El extremo del torrente des Cirer, que desemboca en la playa de es Codolar, dentro del Parque Natural de ses Salines (Sant Josep, Ibiza), presenta nuevamente una capa superficial de color verdoso y un aspecto y olor putrefacto que indican la presencia de materia contaminante, según informaciones locales.
Antecedentes y cronología de los hechos
El Ayuntamiento de Sant Josep cerró al público la playa de es Codolar el pasado 7 de agosto después de que un análisis detectara valores de E. coli y enterococos intestinales por encima de los límites permitidos, atribuibles a la presencia de aguas fecales. Tras labores de limpieza, el consistorio anunció la reapertura el 11 de agosto al confirmar nuevas analíticas con resultados dentro de los parámetros aceptables para el baño. No obstante, las labores de saneamiento no han evitado que el torrente vuelva a presentar signos evidentes de contaminación.
| Fecha | Hecho |
|---|---|
| 7 de agosto | Cierre de la playa por analíticas que detectaron E. coli y enterococos por encima de los límites. |
| 11 de agosto | Reapertura tras limpieza y nuevos análisis favorables. |
| Fecha reciente | Regreso de la capa verdosa y olor putrefacto en el torrente des Cirer. |
Reacciones: administración, empresa y ecologistas
La aparición reiterada de la contaminación ha provocado una cascada de reacciones. La organización ecologista Alianza por el Agua anunció la intención de llevar el caso a la Fiscalía. Su presidente, Rafael Tur, atribuyó la procedencia del vertido a instalaciones vinculadas al aeropuerto y formuló una serie de acusaciones sobre el sistema de abastecimiento y tratamiento de agua que, según él, desembocan en el parque natural.
«El aeropuerto no está conectado a la red pública de agua»; «para desalarla, se lleva a cabo un proceso con una desaladora que no está aprobada».
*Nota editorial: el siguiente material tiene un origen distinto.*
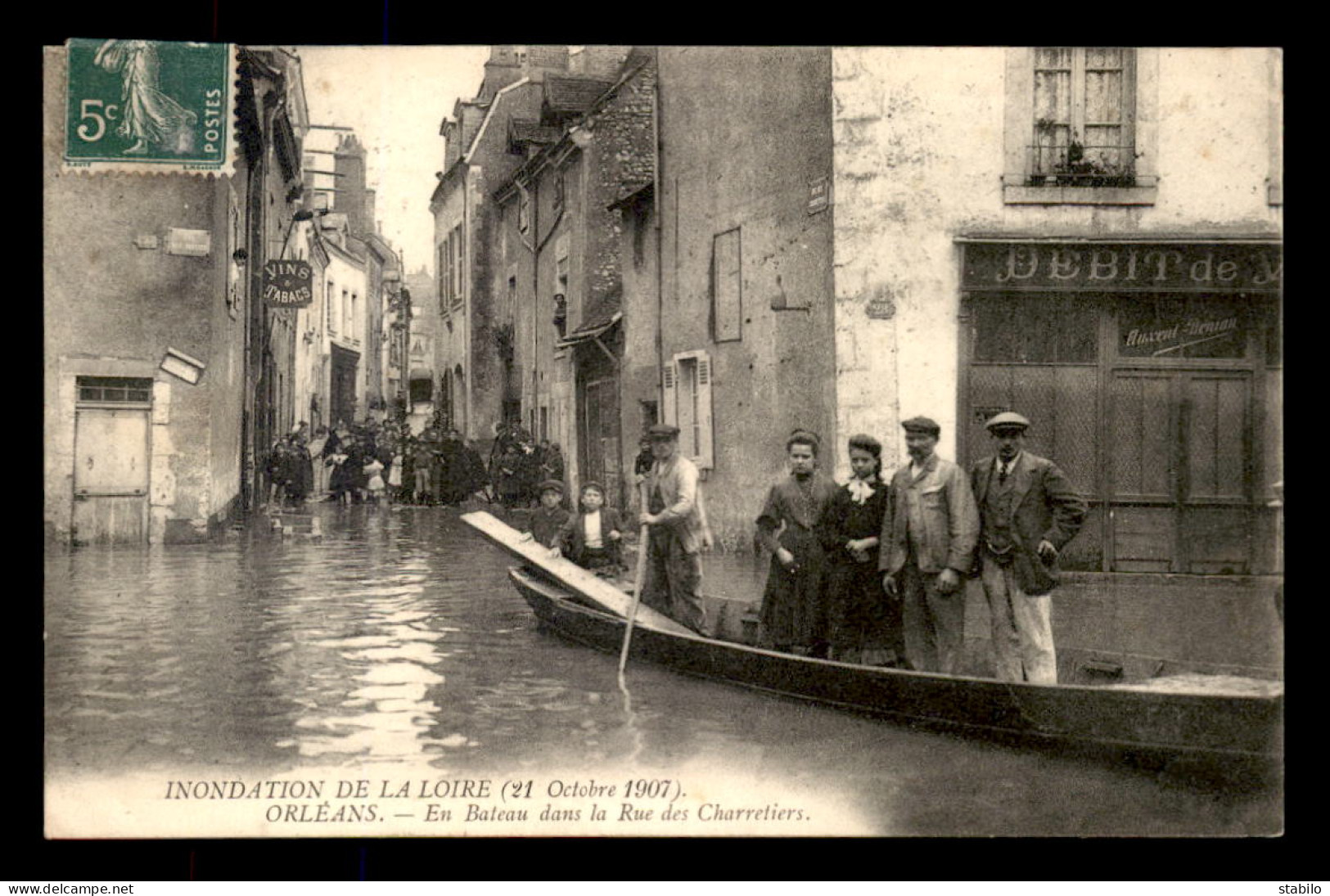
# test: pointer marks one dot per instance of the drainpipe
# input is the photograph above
(470, 370)
(660, 242)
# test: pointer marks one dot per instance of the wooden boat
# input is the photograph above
(1206, 717)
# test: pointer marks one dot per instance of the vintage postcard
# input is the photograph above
(624, 440)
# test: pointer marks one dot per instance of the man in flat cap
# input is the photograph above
(1030, 511)
(929, 538)
(677, 531)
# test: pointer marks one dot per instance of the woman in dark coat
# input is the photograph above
(863, 623)
(793, 606)
(301, 472)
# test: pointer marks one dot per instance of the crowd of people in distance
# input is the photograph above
(519, 464)
(372, 463)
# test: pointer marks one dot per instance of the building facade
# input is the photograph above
(345, 289)
(1089, 236)
(165, 374)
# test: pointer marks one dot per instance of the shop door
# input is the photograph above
(342, 398)
(1181, 471)
(600, 438)
(110, 476)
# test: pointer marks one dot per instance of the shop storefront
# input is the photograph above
(1152, 372)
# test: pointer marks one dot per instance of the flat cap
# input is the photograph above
(1007, 421)
(922, 425)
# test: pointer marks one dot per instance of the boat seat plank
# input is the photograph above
(593, 589)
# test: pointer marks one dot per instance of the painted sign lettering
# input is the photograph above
(1124, 268)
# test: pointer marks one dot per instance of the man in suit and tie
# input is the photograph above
(1030, 512)
(929, 538)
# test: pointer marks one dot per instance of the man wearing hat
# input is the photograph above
(674, 512)
(929, 538)
(1030, 511)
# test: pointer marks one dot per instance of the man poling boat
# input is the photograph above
(1187, 714)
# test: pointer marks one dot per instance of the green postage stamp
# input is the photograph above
(145, 106)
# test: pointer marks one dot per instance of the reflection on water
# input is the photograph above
(399, 641)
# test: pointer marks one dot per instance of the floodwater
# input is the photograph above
(398, 640)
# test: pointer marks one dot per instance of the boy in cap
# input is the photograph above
(1030, 511)
(591, 538)
(927, 545)
(548, 520)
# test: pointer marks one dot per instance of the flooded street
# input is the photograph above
(398, 642)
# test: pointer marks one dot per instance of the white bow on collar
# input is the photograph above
(859, 491)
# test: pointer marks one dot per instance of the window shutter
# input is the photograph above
(706, 449)
(670, 411)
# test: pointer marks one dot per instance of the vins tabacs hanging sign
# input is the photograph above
(287, 285)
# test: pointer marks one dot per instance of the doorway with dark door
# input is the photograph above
(599, 425)
(342, 399)
(110, 460)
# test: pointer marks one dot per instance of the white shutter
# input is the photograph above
(706, 447)
(670, 407)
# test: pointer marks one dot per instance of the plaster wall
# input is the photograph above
(113, 308)
(746, 157)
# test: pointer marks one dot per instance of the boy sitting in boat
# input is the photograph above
(548, 520)
(591, 538)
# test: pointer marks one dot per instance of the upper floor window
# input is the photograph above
(559, 191)
(727, 287)
(458, 279)
(444, 270)
(1078, 121)
(1081, 134)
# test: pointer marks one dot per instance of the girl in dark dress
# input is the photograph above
(863, 621)
(793, 608)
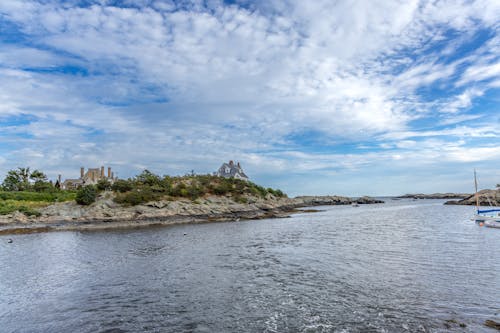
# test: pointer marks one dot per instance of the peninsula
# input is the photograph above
(149, 199)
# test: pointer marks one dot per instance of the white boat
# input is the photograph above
(486, 217)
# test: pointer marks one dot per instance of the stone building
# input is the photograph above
(231, 170)
(91, 177)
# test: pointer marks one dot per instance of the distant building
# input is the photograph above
(91, 177)
(231, 170)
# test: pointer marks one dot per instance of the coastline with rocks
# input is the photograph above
(435, 196)
(485, 198)
(105, 213)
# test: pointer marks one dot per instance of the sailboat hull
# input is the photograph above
(488, 221)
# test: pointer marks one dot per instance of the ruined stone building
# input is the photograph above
(231, 170)
(91, 177)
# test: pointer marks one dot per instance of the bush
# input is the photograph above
(103, 185)
(86, 195)
(137, 197)
(122, 186)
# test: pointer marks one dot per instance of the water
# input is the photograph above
(404, 266)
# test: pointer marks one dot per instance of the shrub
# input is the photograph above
(137, 196)
(86, 195)
(103, 185)
(122, 186)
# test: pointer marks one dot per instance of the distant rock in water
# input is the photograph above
(436, 196)
(367, 200)
(486, 198)
(329, 200)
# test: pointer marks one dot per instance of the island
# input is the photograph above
(149, 199)
(484, 198)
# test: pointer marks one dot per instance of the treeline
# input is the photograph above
(25, 190)
(149, 187)
(24, 179)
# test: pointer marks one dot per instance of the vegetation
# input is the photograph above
(149, 187)
(86, 195)
(25, 191)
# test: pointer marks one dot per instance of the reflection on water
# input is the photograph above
(399, 267)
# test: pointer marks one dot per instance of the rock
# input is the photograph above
(368, 200)
(492, 324)
(436, 196)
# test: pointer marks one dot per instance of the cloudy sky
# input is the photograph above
(313, 97)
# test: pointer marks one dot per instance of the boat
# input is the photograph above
(486, 217)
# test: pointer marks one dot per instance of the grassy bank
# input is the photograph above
(28, 202)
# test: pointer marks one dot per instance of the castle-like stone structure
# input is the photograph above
(91, 177)
(231, 170)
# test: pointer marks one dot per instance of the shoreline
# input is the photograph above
(106, 215)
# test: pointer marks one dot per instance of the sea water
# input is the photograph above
(402, 266)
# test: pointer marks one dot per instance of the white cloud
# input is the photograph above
(239, 82)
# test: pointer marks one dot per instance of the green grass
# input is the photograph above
(58, 196)
(29, 202)
(149, 187)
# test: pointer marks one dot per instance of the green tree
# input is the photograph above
(37, 176)
(17, 180)
(148, 178)
(103, 185)
(86, 195)
(122, 185)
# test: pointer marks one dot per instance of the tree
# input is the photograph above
(17, 180)
(86, 195)
(103, 185)
(38, 176)
(148, 178)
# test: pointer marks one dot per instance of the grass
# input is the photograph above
(29, 202)
(149, 187)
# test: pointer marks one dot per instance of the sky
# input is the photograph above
(313, 97)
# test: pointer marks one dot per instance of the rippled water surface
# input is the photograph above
(403, 266)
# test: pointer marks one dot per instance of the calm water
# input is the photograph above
(405, 266)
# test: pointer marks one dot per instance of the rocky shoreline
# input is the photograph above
(435, 196)
(485, 198)
(106, 214)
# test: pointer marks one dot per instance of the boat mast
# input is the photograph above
(477, 197)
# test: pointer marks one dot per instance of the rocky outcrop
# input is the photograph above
(367, 200)
(486, 198)
(334, 200)
(435, 196)
(105, 213)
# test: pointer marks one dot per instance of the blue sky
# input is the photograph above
(313, 97)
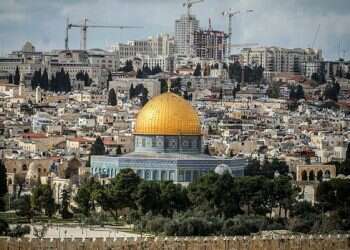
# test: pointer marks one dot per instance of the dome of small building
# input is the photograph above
(28, 47)
(222, 168)
(167, 114)
(33, 171)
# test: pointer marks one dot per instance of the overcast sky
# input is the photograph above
(287, 23)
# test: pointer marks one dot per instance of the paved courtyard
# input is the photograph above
(75, 231)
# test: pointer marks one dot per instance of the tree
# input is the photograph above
(173, 198)
(156, 70)
(4, 227)
(23, 206)
(274, 90)
(139, 74)
(36, 79)
(146, 71)
(3, 184)
(112, 98)
(128, 66)
(10, 78)
(87, 195)
(120, 193)
(17, 77)
(296, 92)
(331, 91)
(216, 194)
(98, 148)
(235, 71)
(119, 150)
(20, 182)
(87, 80)
(148, 197)
(64, 210)
(109, 79)
(163, 86)
(42, 199)
(131, 91)
(44, 82)
(144, 97)
(198, 70)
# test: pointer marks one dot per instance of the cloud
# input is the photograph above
(291, 23)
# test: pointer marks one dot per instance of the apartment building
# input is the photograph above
(185, 28)
(275, 59)
(209, 44)
(160, 45)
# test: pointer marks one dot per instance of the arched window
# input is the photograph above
(320, 175)
(327, 174)
(304, 176)
(311, 175)
(147, 175)
(155, 175)
(164, 176)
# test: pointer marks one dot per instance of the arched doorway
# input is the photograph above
(327, 174)
(304, 176)
(311, 175)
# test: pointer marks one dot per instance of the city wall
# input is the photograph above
(310, 242)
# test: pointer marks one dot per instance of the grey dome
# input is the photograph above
(222, 168)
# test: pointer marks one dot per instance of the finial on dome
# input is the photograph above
(169, 85)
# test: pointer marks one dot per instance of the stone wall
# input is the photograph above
(312, 242)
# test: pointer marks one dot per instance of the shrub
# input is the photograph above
(243, 225)
(4, 227)
(19, 231)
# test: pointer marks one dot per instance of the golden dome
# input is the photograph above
(167, 114)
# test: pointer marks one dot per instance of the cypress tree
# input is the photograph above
(98, 148)
(3, 184)
(10, 78)
(17, 77)
(44, 82)
(112, 98)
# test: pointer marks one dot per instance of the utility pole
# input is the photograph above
(231, 13)
(83, 31)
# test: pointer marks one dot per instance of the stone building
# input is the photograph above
(168, 145)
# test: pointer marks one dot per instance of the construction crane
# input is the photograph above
(189, 4)
(231, 13)
(316, 35)
(221, 46)
(83, 31)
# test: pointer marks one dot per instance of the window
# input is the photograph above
(188, 176)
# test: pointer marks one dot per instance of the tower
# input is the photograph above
(21, 88)
(37, 95)
(185, 27)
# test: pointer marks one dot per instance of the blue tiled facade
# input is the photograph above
(162, 158)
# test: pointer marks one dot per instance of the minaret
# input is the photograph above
(21, 88)
(37, 95)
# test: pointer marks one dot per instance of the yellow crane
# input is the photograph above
(83, 30)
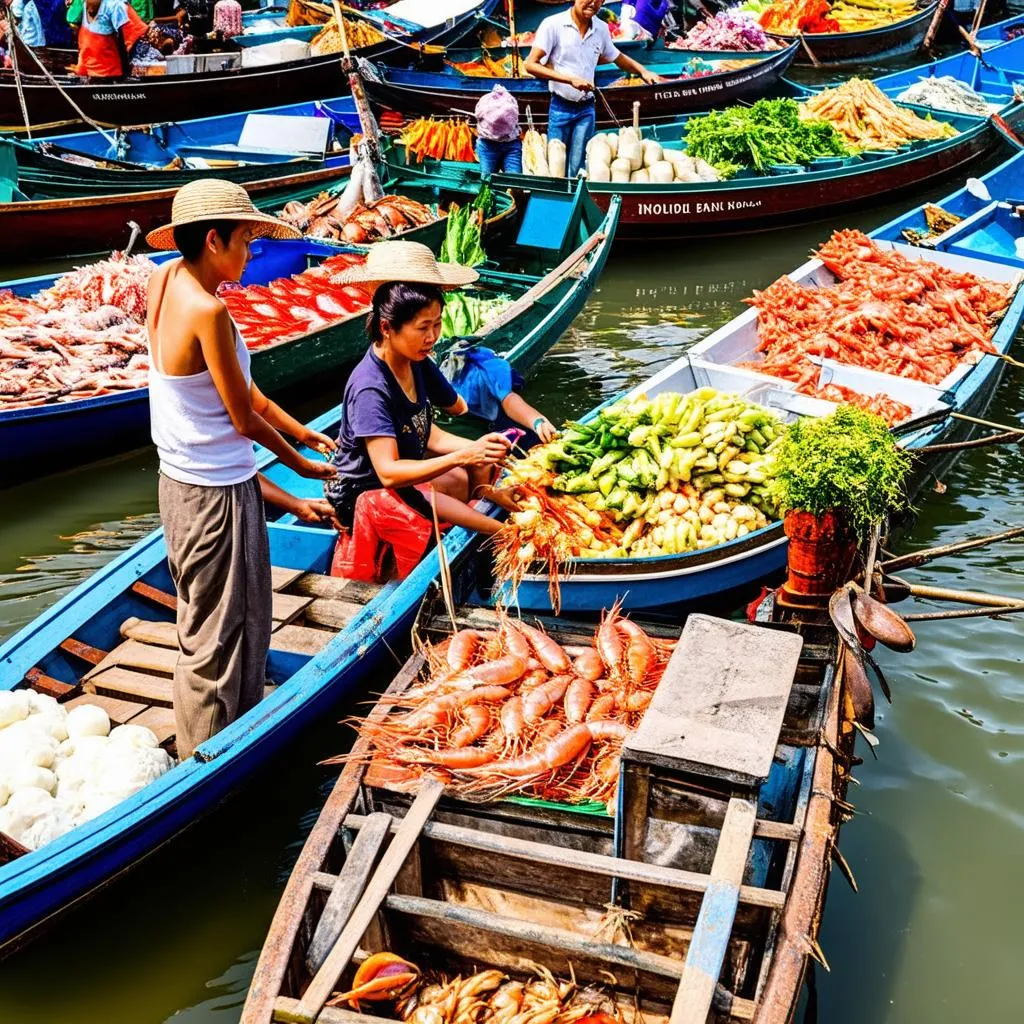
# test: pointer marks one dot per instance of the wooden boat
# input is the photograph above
(331, 636)
(162, 97)
(241, 147)
(993, 76)
(750, 201)
(43, 438)
(720, 929)
(589, 585)
(837, 48)
(446, 93)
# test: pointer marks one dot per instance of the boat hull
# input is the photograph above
(52, 227)
(429, 94)
(857, 47)
(163, 97)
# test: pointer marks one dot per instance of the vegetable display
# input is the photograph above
(543, 156)
(728, 30)
(627, 156)
(771, 131)
(663, 476)
(793, 16)
(322, 217)
(466, 314)
(59, 768)
(945, 93)
(867, 119)
(848, 461)
(887, 312)
(427, 137)
(81, 338)
(462, 237)
(511, 711)
(300, 304)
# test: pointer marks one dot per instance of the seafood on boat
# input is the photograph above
(663, 476)
(485, 997)
(388, 217)
(300, 304)
(83, 337)
(867, 119)
(511, 711)
(886, 312)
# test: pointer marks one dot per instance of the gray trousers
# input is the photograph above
(219, 557)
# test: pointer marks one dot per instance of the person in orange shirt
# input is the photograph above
(109, 31)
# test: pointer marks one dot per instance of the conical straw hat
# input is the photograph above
(214, 199)
(409, 261)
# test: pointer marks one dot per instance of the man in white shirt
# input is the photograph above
(566, 50)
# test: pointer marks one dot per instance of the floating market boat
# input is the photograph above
(255, 145)
(722, 875)
(155, 98)
(588, 585)
(446, 93)
(330, 634)
(750, 201)
(549, 271)
(836, 48)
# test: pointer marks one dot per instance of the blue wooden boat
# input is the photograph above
(984, 244)
(344, 638)
(751, 201)
(44, 438)
(163, 156)
(446, 93)
(514, 885)
(156, 98)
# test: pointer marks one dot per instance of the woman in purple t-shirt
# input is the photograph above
(390, 453)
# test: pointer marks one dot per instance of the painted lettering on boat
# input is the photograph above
(683, 209)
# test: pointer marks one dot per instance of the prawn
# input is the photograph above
(541, 699)
(579, 697)
(549, 651)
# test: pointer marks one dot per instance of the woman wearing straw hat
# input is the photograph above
(390, 454)
(206, 413)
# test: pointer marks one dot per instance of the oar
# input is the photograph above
(932, 616)
(897, 589)
(923, 557)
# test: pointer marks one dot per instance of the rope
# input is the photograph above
(14, 39)
(56, 85)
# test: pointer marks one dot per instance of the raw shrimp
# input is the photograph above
(542, 698)
(549, 651)
(589, 665)
(640, 652)
(579, 697)
(461, 649)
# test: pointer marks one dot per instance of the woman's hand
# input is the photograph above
(488, 451)
(315, 470)
(544, 430)
(318, 442)
(315, 510)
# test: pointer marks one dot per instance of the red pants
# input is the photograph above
(383, 525)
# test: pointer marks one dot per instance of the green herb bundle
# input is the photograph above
(847, 461)
(769, 132)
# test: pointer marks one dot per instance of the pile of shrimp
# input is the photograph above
(514, 712)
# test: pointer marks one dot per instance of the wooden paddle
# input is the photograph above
(308, 1008)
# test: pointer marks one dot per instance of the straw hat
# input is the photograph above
(214, 199)
(409, 261)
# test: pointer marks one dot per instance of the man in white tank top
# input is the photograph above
(206, 414)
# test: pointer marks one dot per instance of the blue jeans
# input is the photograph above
(498, 157)
(573, 125)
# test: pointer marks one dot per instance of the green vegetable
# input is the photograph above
(848, 461)
(769, 132)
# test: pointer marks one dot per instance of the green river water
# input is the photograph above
(936, 846)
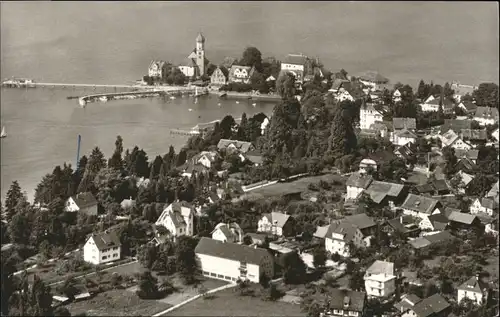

En respuesta, Aena negó anomalías en las analíticas realizadas a las depuradoras previas a julio y apuntó que los datos de meses posteriores no estaban disponibles en ese momento. La sociedad gestora reconoció que, en episodios de alta demanda o durante tormentas, algunos aliviaderos de las sucesivas etapas de depuración pueden llegar a desbordarse, lo que provoca la salida de «algo de agua». Aena insistió en que ese caudal es inocuo porque se trata de agua «ya tratada» y subrayó la existencia de distintos sistemas de evacuación en la zona.
Impacto en un espacio protegido y consecuencias
El vertido afecta a un entorno protegido: es Codolar forma parte del Parque Natural de ses Salines, un área reconocida por su valor paisajístico y ecológico. La presencia reiterada de materia fecal plantea riesgos sanitarios para los bañistas y puede tener efectos adversos sobre la calidad del agua y los ecosistemas acuáticos del entorno.
La situación mantiene en tensión a las administraciones locales, la empresa gestora de infraestructuras aeroportuarias y colectivos ecologistas. Entre las posibles consecuencias figuran inspecciones administrativas, la toma de nuevas muestras y análisis, y la posibilidad de actuaciones judiciales en caso de que se confirme responsabilidad por vertidos ilegales o fallos en los sistemas de tratamiento.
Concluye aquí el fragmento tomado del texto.